Design para evitar lixo, emissões e desperdício

Posto de reabastecimento de água do MyMizu - MyMizu.com
Posto de reabastecimento de água do MyMizu Imagem: MyMizu.com

Colunista do UOL

14/01/2021 04h00

O Fairphone, criado na Holanda, usa componentes plásticos reciclados para fazer aparelhos reparáveis, com partes modulares (o que facilita a desmontagem e troca de peças) e feitos para durar - desde 2013, só foram lançados três modelos. O Pimp my Carroça, do artista brasileiro Mundano, quer tirar os catadores de lixo da invisibilidade e batalha por remuneração justa para os serviços que eles executam pelo aplicativo Cataki. A plataforma mexicana Ecolana conecta consumidores, marcas, catadores e centros de reciclagem com um guia digital e um app. O MyMizu é um aplicativo de recarga de água do Japão. Ele localiza fontes gratuitas nas redondezas para que as pessoas possam reabastecer suas garrafas em vez de comprar água em recipientes plásticos.

Todos esses projetos atuam localmente, com soluções desenhadas para resolver problemas específicos, embora tenham em comum evitar a produção de lixo, sua disposição inadequada ou o desperdício de recursos. Mostram que as formas de transição para a economia circular não terão a mesma aparência nem acontecerão no mesmo ritmo em todos os lugares.

Essas iniciativas são usadas como exemplos para inspirar e chamar participantes para o concurso internacional No Waste Challenge, lançado na última terça, 12 de janeiro.

O desafio é uma parceria entre a plataforma holandesa de seminários, eventos, concursos e ativação de projetos What Design Can Do (WDCD) e a Ikea, a marca de origem sueca que popularizou o desenho moderno escandinavo e o mobiliário de baixo custo e que hoje tem mais de 400 lojas espalhadas pelo mundo (a próxima deve abrir no México no primeiro trimestre deste ano e será a primeira na América Latina).

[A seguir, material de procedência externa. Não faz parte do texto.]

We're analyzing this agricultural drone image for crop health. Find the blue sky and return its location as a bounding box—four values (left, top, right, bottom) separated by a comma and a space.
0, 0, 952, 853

Os candidatos podem enviar suas propostas online até abril, em quatro categorias: comunicação, produtos, espaços e sistemas e serviços. Os 10 vencedores levam 10 mil euros em financiamento e acompanhamento para aprimorar seus projetos e auxiliar a implementação em 2022.

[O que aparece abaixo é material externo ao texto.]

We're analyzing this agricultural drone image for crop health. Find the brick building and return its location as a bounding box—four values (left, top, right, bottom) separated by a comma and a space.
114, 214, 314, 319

O concurso sugere três eixos para as propostas:

  1. extrair menos - como usar menos recursos naturais e consumir de forma mais consciente?
  2. fazer melhor - como fazer produtos e materiais duráveis e regenerar sistemas naturais?
  3. atuar de maneira inteligente - como usar o lixo como recurso ou descartá-lo de forma mais responsável?

Para os candidatos brasileiros, foi feito um resumo dos principais problemas ambientais e de resíduos no Rio e em São Paulo, que pode auxiliar na direção de soluções de maior impacto, conta Bebel Abreu, da Mandacaru Design, que representa a What Design Can Do no Brasil.

A convocatória do concurso chama na chincha a comunidade do design para apresentar projetos que reduzam o desperdício e redesenhar sistemas de extração, produção e consumo ou tornar esses sistemas restauradores.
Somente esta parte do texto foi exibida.